On the other hand, in contrast to our prediction, the advanced motor development of infants from larger groups appears to be affected by the ratio of adult females per infant, rather than by the ratio of adult males per infant. Thus, it seems like the presence of more females in a group slows down the motor development of 2-month-old infants. Although adult callitrichid males play an important role in caring (e.g., carrying and sharing food) for their offspring (Santos and Martins 2000; Burkart 2015; Yamamoto 2005; Ziegler et al. 2017), the presence of females seems to have been a key factor in motor development at this early stage in the study groups. While Kostan and Snowdon (2002) observed the adult males of cotton-top tamarins (Saguinus oedipus) to be the attachment figures for infants (especially under stress situations), it should be mentioned that Tardif et al. (1993) found that, although males were the primary carriers, mothers were always preferred as a “contact partner”. Such a preference could be associated with the fact that infants prefer females over males as role models (Schiel and Huber 2006). These two complementary aspects seem to be crucial to explain the longer development time in groups with more female individuals. Our results are comparable to those obtained with rhesus monkeys, in which more prolonged contact with the mother would delay the development of independence in infants when it comes to locomotion on the ground (Maestripieri et al. 2009). Although our study is focused on a species that exhibits cooperative care by group members, the comparison is still useful, since in our case there seems to be a stronger bond with all the females of the group rather than with a specific female, as documented in rhesus monkeys (see also Vochteloo et al. 1993; Maestripieri 2018).

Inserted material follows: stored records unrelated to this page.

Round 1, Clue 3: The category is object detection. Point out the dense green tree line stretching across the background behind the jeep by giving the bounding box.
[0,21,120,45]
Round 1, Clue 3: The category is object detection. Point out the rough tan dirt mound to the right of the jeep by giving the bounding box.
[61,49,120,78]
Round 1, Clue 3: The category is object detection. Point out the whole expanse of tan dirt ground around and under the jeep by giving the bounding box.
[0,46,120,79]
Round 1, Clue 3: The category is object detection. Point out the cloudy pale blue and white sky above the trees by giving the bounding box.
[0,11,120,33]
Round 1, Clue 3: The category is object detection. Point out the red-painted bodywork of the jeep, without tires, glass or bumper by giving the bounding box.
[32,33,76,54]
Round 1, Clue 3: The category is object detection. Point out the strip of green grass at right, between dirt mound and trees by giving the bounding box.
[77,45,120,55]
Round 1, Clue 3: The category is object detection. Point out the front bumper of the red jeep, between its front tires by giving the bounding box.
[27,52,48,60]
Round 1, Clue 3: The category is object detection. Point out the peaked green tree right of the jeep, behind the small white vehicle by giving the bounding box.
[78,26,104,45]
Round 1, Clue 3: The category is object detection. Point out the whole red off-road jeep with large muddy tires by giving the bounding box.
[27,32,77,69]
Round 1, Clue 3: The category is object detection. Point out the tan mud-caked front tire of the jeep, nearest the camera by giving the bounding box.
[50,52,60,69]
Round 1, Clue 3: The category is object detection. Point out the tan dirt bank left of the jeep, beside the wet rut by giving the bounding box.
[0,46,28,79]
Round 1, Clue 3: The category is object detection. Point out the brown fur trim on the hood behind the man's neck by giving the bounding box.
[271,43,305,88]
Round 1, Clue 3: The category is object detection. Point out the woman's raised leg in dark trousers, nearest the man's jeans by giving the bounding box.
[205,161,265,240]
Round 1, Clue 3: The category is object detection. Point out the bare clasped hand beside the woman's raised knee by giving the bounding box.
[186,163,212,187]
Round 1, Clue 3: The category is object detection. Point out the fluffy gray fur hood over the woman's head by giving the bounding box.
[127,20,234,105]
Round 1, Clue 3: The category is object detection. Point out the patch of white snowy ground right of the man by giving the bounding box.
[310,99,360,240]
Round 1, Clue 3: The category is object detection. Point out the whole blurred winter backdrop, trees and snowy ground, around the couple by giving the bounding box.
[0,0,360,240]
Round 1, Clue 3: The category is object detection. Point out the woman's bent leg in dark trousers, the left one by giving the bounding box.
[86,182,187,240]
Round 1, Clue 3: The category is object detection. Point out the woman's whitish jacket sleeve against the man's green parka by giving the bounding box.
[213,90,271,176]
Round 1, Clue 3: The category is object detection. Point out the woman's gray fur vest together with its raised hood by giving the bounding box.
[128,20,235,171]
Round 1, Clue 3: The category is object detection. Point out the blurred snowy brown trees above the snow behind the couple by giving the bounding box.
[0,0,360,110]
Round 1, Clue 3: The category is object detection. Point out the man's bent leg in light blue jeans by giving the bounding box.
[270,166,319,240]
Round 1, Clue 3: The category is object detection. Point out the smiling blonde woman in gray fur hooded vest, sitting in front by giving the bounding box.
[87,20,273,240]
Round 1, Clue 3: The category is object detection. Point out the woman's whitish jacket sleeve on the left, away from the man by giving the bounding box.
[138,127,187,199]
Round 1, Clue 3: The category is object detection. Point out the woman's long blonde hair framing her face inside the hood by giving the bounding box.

It might be tempting to evaluate the earlier motor fitness of marmoset infants in larger groups as positive and assume it to be true for smaller groups as well. However, caution is needed when evaluating earlier independence as positive or negative without considering some important aspects. For example, it is well known that dependence on caregivers at a stage of biological and/or psychosocial immaturity means protection from starvation and predators (e.g., Fragaszy and Bard 1997). Thus, large groups of marmosets would provide greater protection, in turn, allowing the infant to explore the environment more safely than when in a small group. This possibility to explore more would presumably be a facilitator for the motor development of infants, as observed in our study. It is also worth noting that in humans, except in extreme cases such as abandonment, situations characterized by both greater and lesser dependence have positive aspects for the motor development of children. Thus, the “attachment theory” has shown the positive psychological implications of close and harmonious social relationships, which can produce an increase in the child’s self-confidence, with benefits when it comes to the exploration of the environment (e.g., Holmes 2014; van Londen et al. 2007). However, as previously mentioned, motor skills such as teeth-brushing or bathing alone were facilitated in groups whose mothers needed to go to work in the fields (Wulan and Kurniawati 2020). Therefore, as long as there is no premature independence or excessive care (something hard to imagine in non-human primates in the wild), both strategies would have survival benefits, depending on ecological, biological, and/or psychosocial aspects.

Overall, our results showed that more helpers lead to delayed development, and females seem to have a greater effect on this process. While most studies address the identity and/or the role of the helper, little is known about how these variables impact the motor development of infants. In addition, environmental and mental factors, such as personality (see Šlipogor et al. 2021) may affect infant care. Thus, while data is still scarce and more studies are needed to better understand motor development in primate infants, we hope our study will encourage further investigations on this fascinating subject.